「…二本足で立ってるな。死ななかったか」
長身のゼルを越す、大きな体躯の偉丈夫が、扉をくぐるように現れた。
白髪混じりの頭髪は綺麗に短く刈り揃えられている。察するに50代くらいだろうか。しかしながら衰えは全く感じられない。

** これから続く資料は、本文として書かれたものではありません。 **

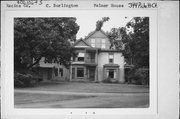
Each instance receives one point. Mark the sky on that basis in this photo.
(87, 22)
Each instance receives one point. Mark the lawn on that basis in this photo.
(90, 87)
(29, 98)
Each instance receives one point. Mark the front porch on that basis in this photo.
(83, 72)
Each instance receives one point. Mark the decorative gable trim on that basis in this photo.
(81, 43)
(95, 32)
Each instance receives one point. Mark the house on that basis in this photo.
(52, 71)
(95, 60)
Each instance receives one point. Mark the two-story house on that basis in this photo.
(95, 60)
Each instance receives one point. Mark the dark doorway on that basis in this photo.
(91, 74)
(111, 73)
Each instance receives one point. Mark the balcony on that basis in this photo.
(90, 60)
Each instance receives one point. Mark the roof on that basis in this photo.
(111, 65)
(95, 32)
(46, 65)
(80, 41)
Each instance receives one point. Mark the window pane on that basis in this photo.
(111, 73)
(92, 40)
(103, 41)
(111, 56)
(93, 45)
(103, 46)
(61, 71)
(80, 72)
(81, 54)
(110, 60)
(73, 72)
(80, 58)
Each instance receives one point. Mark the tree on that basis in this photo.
(139, 41)
(133, 43)
(35, 38)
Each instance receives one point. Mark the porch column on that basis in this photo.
(96, 74)
(85, 73)
(96, 57)
(70, 78)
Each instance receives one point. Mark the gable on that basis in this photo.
(98, 39)
(98, 34)
(81, 43)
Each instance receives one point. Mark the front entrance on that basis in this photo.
(91, 73)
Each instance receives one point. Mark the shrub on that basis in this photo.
(110, 80)
(25, 80)
(138, 76)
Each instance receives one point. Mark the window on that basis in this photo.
(73, 73)
(56, 72)
(112, 73)
(103, 43)
(111, 58)
(61, 71)
(93, 41)
(80, 72)
(81, 57)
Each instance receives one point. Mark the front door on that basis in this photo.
(91, 74)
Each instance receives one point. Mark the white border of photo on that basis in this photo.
(163, 66)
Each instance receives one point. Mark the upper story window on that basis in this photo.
(93, 41)
(103, 43)
(111, 58)
(80, 57)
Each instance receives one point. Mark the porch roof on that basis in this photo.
(111, 65)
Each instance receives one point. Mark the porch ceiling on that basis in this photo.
(111, 65)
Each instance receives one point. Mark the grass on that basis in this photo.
(91, 87)
(22, 98)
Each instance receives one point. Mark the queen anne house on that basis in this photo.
(95, 60)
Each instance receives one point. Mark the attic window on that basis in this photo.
(93, 42)
(81, 57)
(103, 43)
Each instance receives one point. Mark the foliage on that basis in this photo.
(138, 76)
(137, 47)
(25, 80)
(35, 38)
(100, 23)
(135, 43)
(110, 80)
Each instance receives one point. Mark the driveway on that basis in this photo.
(82, 95)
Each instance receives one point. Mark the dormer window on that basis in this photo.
(93, 42)
(103, 43)
(80, 57)
(111, 58)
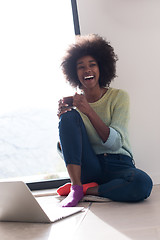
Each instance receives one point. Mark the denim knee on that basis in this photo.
(70, 115)
(142, 186)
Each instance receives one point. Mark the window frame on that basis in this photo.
(55, 183)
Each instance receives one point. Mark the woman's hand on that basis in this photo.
(81, 103)
(62, 107)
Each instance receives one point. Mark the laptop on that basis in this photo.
(17, 204)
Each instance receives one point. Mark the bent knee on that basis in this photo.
(142, 186)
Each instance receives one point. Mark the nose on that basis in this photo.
(87, 69)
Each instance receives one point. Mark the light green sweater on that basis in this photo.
(113, 109)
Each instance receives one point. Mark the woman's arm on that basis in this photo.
(101, 128)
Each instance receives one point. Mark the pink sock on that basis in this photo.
(65, 189)
(73, 198)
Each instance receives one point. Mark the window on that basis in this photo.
(34, 36)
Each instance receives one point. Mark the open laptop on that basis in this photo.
(17, 204)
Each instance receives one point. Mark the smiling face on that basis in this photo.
(88, 72)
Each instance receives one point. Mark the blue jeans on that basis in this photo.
(117, 176)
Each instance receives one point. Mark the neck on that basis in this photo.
(94, 95)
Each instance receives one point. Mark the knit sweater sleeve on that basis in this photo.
(119, 120)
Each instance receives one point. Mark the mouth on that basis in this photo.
(89, 77)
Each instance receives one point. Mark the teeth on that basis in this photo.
(88, 77)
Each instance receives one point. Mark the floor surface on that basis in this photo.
(100, 220)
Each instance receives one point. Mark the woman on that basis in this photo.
(94, 136)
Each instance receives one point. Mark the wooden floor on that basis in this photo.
(100, 221)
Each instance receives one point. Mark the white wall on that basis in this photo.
(133, 29)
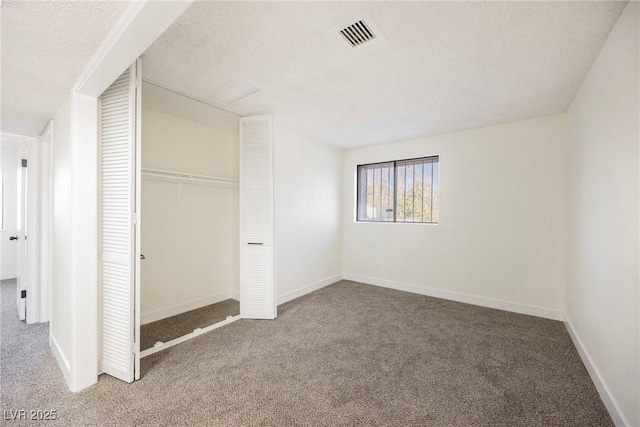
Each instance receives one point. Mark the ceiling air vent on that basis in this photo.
(358, 33)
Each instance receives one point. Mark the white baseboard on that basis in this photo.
(309, 288)
(8, 275)
(608, 400)
(515, 307)
(163, 313)
(62, 360)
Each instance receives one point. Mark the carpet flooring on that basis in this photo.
(348, 354)
(176, 326)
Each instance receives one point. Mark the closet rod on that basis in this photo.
(186, 178)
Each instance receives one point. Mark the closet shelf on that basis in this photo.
(188, 178)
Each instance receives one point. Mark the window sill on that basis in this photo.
(396, 223)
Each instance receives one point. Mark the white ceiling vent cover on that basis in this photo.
(358, 31)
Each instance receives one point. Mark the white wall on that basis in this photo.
(307, 209)
(45, 201)
(499, 242)
(190, 243)
(74, 305)
(602, 251)
(61, 331)
(8, 260)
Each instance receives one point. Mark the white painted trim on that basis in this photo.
(136, 29)
(531, 310)
(195, 333)
(163, 313)
(309, 288)
(61, 359)
(8, 275)
(607, 398)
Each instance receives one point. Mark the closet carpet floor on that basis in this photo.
(348, 354)
(176, 326)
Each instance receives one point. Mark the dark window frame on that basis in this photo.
(433, 159)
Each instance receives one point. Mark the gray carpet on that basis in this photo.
(348, 354)
(176, 326)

体も、深い年輪は感じられるものの、凛とした気迫に充ち溢れ、内から沸き上がる気力を感じる。そこに、敵意や殺気はない。
「…その回復力…あんた、只者じゃないな」
「まあな。俺は追われながら旅する隠者、ゼルだ」
「ご丁寧に。私はメッツェだ」
メッツェは体躯に似合わない愛想笑いを浮かべた。
「レミーシュは私が雇い主でな。…共存者という表現が適切かもな。彼女も私も、昔ロロのギルドメンバーだった。私は引退して、今はしがない武器商売をしている。レミーシュに養われてるようなもんさ」
メッツェの言葉に、レミーシュは照れ臭そうに頬をかいた。
「へへっ…メッツェは昔、私がギルドに入りたての時の師匠なんだ。恩義なんて…ロロらしくないんだけど、せめてもの恩返しのつもりだよ」
「お前のその甘さが、毎回不安なんだよ」
二人は顔を見合わせ笑う。
「…で、ゼルとやら、あんた、どこへ向かってた」
「…ここだよ」
「…ほぅ」
「…えっ」
メッツェもレミーシュも、意外そうに目を丸くした。
「ふん、こんな腐れた街に用事とは、酔狂な奴だ…。
確かに、フェルゼルに似ているな」
メッツェは、ゼルの全身をくまなく観察する。
「…聞き飽きた。違うと言っているだろう。男にじろじろ見られるのは不愉快だ」
それを聞いてメッツェは面白そうに笑う。
「はははっ、確かに違うな。空気が違う。フェルゼルも鋭気を持っていたが、奴は荒々しく人間臭かった。あんたはもっと達観した感じだ。それに、フェルゼルはシャレが言えない奴だったからな」
おそらくがらくたか、武器の類だろう。鉄の塊にどっかとメッツェは腰を降ろす。
「不思議なもんだ。あんたとは初対面だが、やはり懐かしさがある。フェルゼルでない事は理解しているが…レミーシュが助けたくなるのも分かる」
ゼルは、また嘆息した。
「お前も語りたいクチか。その、フェルゼルとやらについて」
メッツェは、笑ってシワを深めた。